From: Alexey Dobriyan <adobriyan@gmail.com>
To: Rasmus Villemoes <linux@rasmusvillemoes.dk>
Cc: Andrew Morton <akpm@linux-foundation.org>,
	Linux Kernel <linux-kernel@vger.kernel.org>
Subject: Re: [PATCH 01/10] Add parse_integer() (replacement for simple_strto*())
Date: Mon, 4 May 2015 22:54:35 +0300	[thread overview]
Message-ID: <20150504195435.GA21686@p183.telecom.by> (raw)
In-Reply-To: <87y4l4gumd.fsf@rasmusvillemoes.dk>

On Mon, May 04, 2015 at 06:44:42PM +0200, Rasmus Villemoes wrote:
> [I'm merging the subthreads below]
> 
> On Mon, May 04 2015, Alexey Dobriyan <adobriyan@gmail.com> wrote:
> 
> > On Mon, May 4, 2015 at 4:24 PM, Rasmus Villemoes

> >> Is there any reason to disallow "-0"?
> >
> > No! -0 is not accepted because code is copied from kstrtoll()
> > which doesn't accept "-0". It is even in the testsuite:
> >
> >   static void __init test_kstrtoll_fail(void)
> >   {
> >   ...
> > /* negative zero isn't an integer in Linux */
> > {"-0",  0},
> > {"-0",  8},
> > {"-0",  10},
> > {"-0",  16},
> >
> > Frankly I don't even remember why it does that, and
> > no one noticed until now. libc functions accept "-0".
> 
> I think it's odd to accept "+0" but not "-0", but that's probably just
> because I'm a mathematician. Am I right that you just added these test
> cases because of the existing behaviour of kstrtoll? I suppose that
> behaviour is just a historical accident.
> 
> If "-0" is not going to be accepted, I think that deserves a comment
> (with rationale) in the parsing code and not hidden away in the test
> suite.

Again, I honestly do not remember why "-0" was banned.
Let's change it to "+0 -0" for signed case, "+0" for unsigned case.

> >>>  unsigned long long memparse(const char *ptr, char **retptr)
> >>>  {
> >>> -     char *endptr;   /* local pointer to end of parsed string */
> >>> +     unsigned long long val;
> >>>
> >>> -     unsigned long long ret = simple_strtoull(ptr, &endptr, 0);
> >>> -
> >>> -     switch (*endptr) {
> >>> +     ptr += parse_integer(ptr, 0, &val);
> >>
> >> This seems wrong. simple_strtoull used to "sanitize" the return value
> >> from the (old) _parse_integer, so that endptr still points into the
> >> given string.

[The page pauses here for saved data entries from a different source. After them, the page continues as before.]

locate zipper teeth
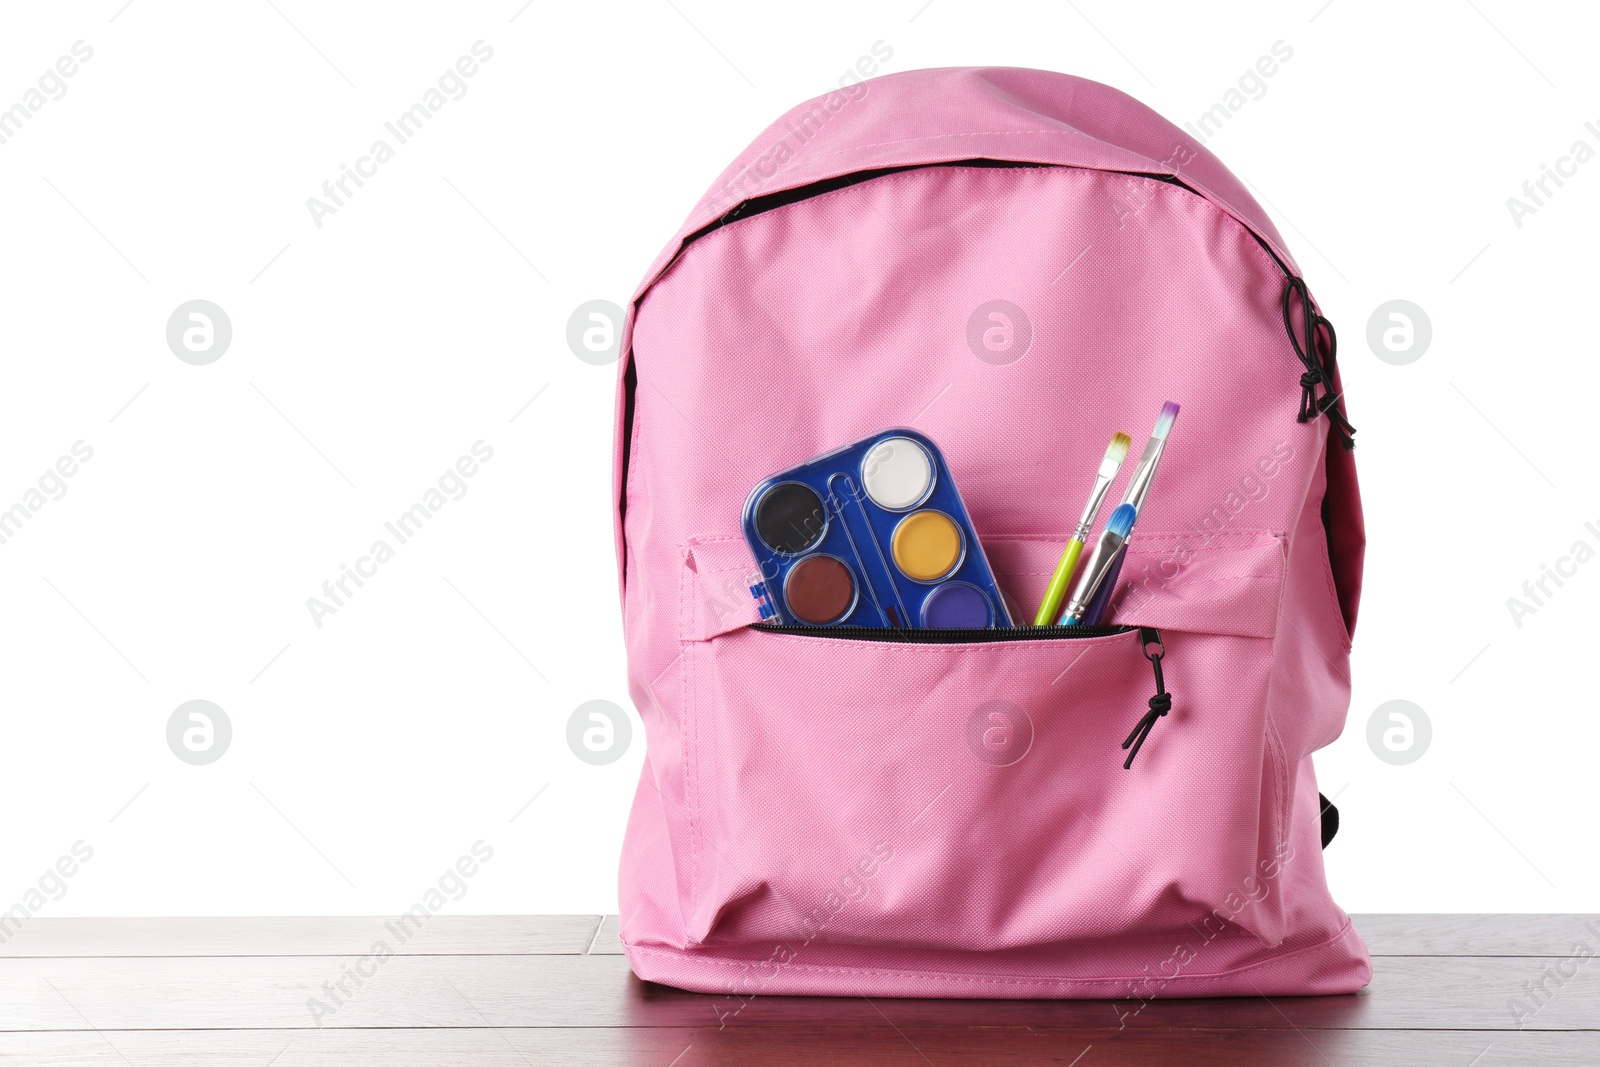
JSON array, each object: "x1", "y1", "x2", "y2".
[
  {"x1": 621, "y1": 161, "x2": 1300, "y2": 607},
  {"x1": 752, "y1": 623, "x2": 1136, "y2": 644},
  {"x1": 678, "y1": 159, "x2": 1292, "y2": 280}
]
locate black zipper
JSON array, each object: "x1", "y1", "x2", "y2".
[
  {"x1": 680, "y1": 159, "x2": 1293, "y2": 278},
  {"x1": 677, "y1": 159, "x2": 1350, "y2": 447},
  {"x1": 753, "y1": 622, "x2": 1134, "y2": 642},
  {"x1": 620, "y1": 159, "x2": 1341, "y2": 528},
  {"x1": 617, "y1": 157, "x2": 1348, "y2": 619},
  {"x1": 682, "y1": 159, "x2": 1054, "y2": 245}
]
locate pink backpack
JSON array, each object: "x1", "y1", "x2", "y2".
[{"x1": 612, "y1": 66, "x2": 1369, "y2": 1001}]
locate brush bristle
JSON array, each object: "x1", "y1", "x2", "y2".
[
  {"x1": 1106, "y1": 502, "x2": 1138, "y2": 538},
  {"x1": 1096, "y1": 431, "x2": 1133, "y2": 478},
  {"x1": 1152, "y1": 401, "x2": 1180, "y2": 439}
]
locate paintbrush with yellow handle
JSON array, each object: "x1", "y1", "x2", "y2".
[{"x1": 1033, "y1": 431, "x2": 1131, "y2": 625}]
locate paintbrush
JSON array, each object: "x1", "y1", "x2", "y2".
[
  {"x1": 1081, "y1": 401, "x2": 1180, "y2": 626},
  {"x1": 1058, "y1": 502, "x2": 1138, "y2": 626},
  {"x1": 1033, "y1": 431, "x2": 1132, "y2": 625}
]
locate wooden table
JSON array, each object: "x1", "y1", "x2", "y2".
[{"x1": 2, "y1": 915, "x2": 1595, "y2": 1064}]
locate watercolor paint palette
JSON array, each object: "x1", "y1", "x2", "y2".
[{"x1": 742, "y1": 428, "x2": 1013, "y2": 629}]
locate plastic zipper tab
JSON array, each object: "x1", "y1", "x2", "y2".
[{"x1": 751, "y1": 623, "x2": 1135, "y2": 643}]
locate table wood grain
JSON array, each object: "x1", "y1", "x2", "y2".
[{"x1": 0, "y1": 915, "x2": 1593, "y2": 1065}]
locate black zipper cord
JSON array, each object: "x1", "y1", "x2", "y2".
[
  {"x1": 1282, "y1": 276, "x2": 1356, "y2": 451},
  {"x1": 1122, "y1": 627, "x2": 1170, "y2": 769}
]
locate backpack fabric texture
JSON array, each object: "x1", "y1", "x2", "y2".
[{"x1": 611, "y1": 66, "x2": 1369, "y2": 999}]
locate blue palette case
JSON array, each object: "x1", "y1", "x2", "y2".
[{"x1": 742, "y1": 428, "x2": 1013, "y2": 629}]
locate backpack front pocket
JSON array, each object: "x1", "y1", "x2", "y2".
[{"x1": 674, "y1": 532, "x2": 1292, "y2": 957}]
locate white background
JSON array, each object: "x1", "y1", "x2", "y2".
[{"x1": 1, "y1": 0, "x2": 1594, "y2": 919}]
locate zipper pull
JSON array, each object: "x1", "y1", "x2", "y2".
[
  {"x1": 1282, "y1": 276, "x2": 1356, "y2": 451},
  {"x1": 1122, "y1": 627, "x2": 1170, "y2": 769}
]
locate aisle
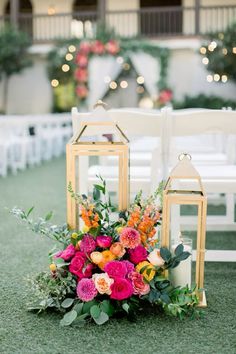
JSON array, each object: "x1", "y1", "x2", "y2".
[{"x1": 0, "y1": 157, "x2": 235, "y2": 354}]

Unconditionally adding the result from parse_integer may
> >> make ptr point far before the actual string, into who-knows-what.
> >
> > When converting I tried to preserve the amount of error checking done.
> > simple_strtoull() either
> > a) return 0 and not advance pointer, or
> > b) return something and advance pointer.
> >
> 
> Are we talking about the same simple_strtoull? I see
> 
> 	cp = _parse_integer_fixup_radix(cp, &base);
> 	rv = _parse_integer(cp, base, &result);
> 	/* FIXME */
> 	cp += (rv & ~KSTRTOX_OVERFLOW);
> 
> so cp is definitely advanced even in case of overflow. And in the case
> of "underflow" (no digits found), the old code does initialize *result
> to 0, while parse_integer by design doesn't write anything.
> 
> > Current code just ignores error case, so do I.
> 
> There's a difference between ignoring an error (which the current code
> does), and ignoring _the possibility_ of an error (which the new code
> does).
> 
> There are lots of callers of memparse(), and I don't think any of them
> are prepared to handle *endp ending up pointing before the passed-in
> string (-EINVAL == -22, -ERANGE == -34). I can easily see how that could
> lead to an infinite loop, maybe worse.

Yeah, possible bug could become worse, I'll add error checking,
but, seriously, you're defending this :^)

	case Opt_nr_inodes:
===>		/* memparse() will accept a K/M/G without a digit */
===>		if (!isdigit(*args[0].from))
===>			goto bad_val;
		pconfig->nr_inodes = memparse(args[0].from, &rest);
		break;

memparse() is misdesigned in the same sense strtoul() is misdesigned.
Every "memparse(s, NULL)" user is a bug for example.